En attendant de trouver une solution durable, la sobriété reste l’objectif de toute l’équipe d’anesthésie du bloc opératoire de l’Institut Curie. « Le meilleur déchet est celui que nous n’utilisons pas », affirme Jane Muret. La Société française d’anesthésie et de réanimation (Sfar) recommande d’ailleurs de réduire la consommation en gaz halogéné et donc de réduire la quantité rejetée. « Nous pouvons réutiliser jusqu’à 95 % du gaz que le patient a déjà expiré, qui est ensuite filtré et épuré de son CO2 », explique-t-elle.

L’utilisation d’anesthésiants intraveineux est aussi une solution évoquée par la Sfar pour remplacer les gaz. « Chez l’enfant, c’est compliqué, on peut avoir des difficultés pour leur poser une voie veineuse, dit la Dr Jane Muret. Et puis, les médicaments ont aussi une toxicité et sont évacués dans les urines, donc dans la nature. Il faudrait calculer le cycle de vie de ce traitement et le comparer aux gaz pour voir lequel est le plus vert. »


Quid des autres hôpitaux ?

Dans le milieu médical, les choses évoluent petit à petit. Depuis la création, en 2016, d’un comité de développement durable par la Sfar qui propose un certain nombre de recommandations de verdissement, de plus en plus de jeunes médecins s’engagent dans plus d’écologie à l’hôpital. Le collectif écoresponsable en santé Ceres a été créé en 2020. Il regroupe dix-sept associations professionnelles, dont la Sfar et l’Association française de chirurgie pour diminuer le bilan carbone des hôpitaux.

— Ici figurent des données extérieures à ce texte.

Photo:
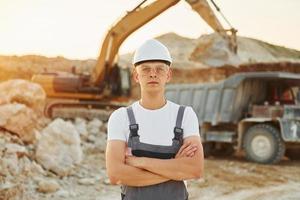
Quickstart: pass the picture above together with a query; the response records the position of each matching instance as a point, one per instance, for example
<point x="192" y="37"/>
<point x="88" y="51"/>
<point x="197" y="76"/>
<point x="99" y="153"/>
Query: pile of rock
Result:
<point x="58" y="159"/>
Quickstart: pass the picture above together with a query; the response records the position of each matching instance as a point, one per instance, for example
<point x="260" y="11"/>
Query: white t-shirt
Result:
<point x="155" y="126"/>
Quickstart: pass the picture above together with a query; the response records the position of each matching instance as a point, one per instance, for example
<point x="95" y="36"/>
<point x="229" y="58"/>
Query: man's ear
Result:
<point x="135" y="75"/>
<point x="169" y="74"/>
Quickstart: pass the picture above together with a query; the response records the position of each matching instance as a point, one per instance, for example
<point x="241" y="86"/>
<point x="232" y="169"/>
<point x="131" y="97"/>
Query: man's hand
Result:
<point x="186" y="150"/>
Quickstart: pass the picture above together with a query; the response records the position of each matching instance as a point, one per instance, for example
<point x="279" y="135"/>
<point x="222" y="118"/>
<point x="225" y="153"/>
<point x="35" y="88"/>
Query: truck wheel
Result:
<point x="263" y="144"/>
<point x="293" y="154"/>
<point x="224" y="150"/>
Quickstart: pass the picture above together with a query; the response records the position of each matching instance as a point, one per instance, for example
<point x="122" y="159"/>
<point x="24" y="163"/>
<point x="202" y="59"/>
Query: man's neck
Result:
<point x="152" y="101"/>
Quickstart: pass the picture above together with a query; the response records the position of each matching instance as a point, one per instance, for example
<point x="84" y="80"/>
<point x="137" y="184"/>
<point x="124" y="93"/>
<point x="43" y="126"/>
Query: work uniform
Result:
<point x="155" y="133"/>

« Nous avons commencé notre transition écologique au CHU de Strasbourg en 2017 sous l’impulsion des anesthésistes. On a commencé par recycler les métaux et diminuer notre consommation de produits à usage unique, affirme le Dr Patrick Pessaux, chirurgien digestif au CHU de Strasbourg, président du collectif Ceres et du comité de la transition écologique de la Fédération hospitalière de France, et conseiller expert de la transition écologique à l’ARS Grand Est. Tous les professionnels se sont investis. Cette implication donne du sens à tous les acteurs de l’hôpital. »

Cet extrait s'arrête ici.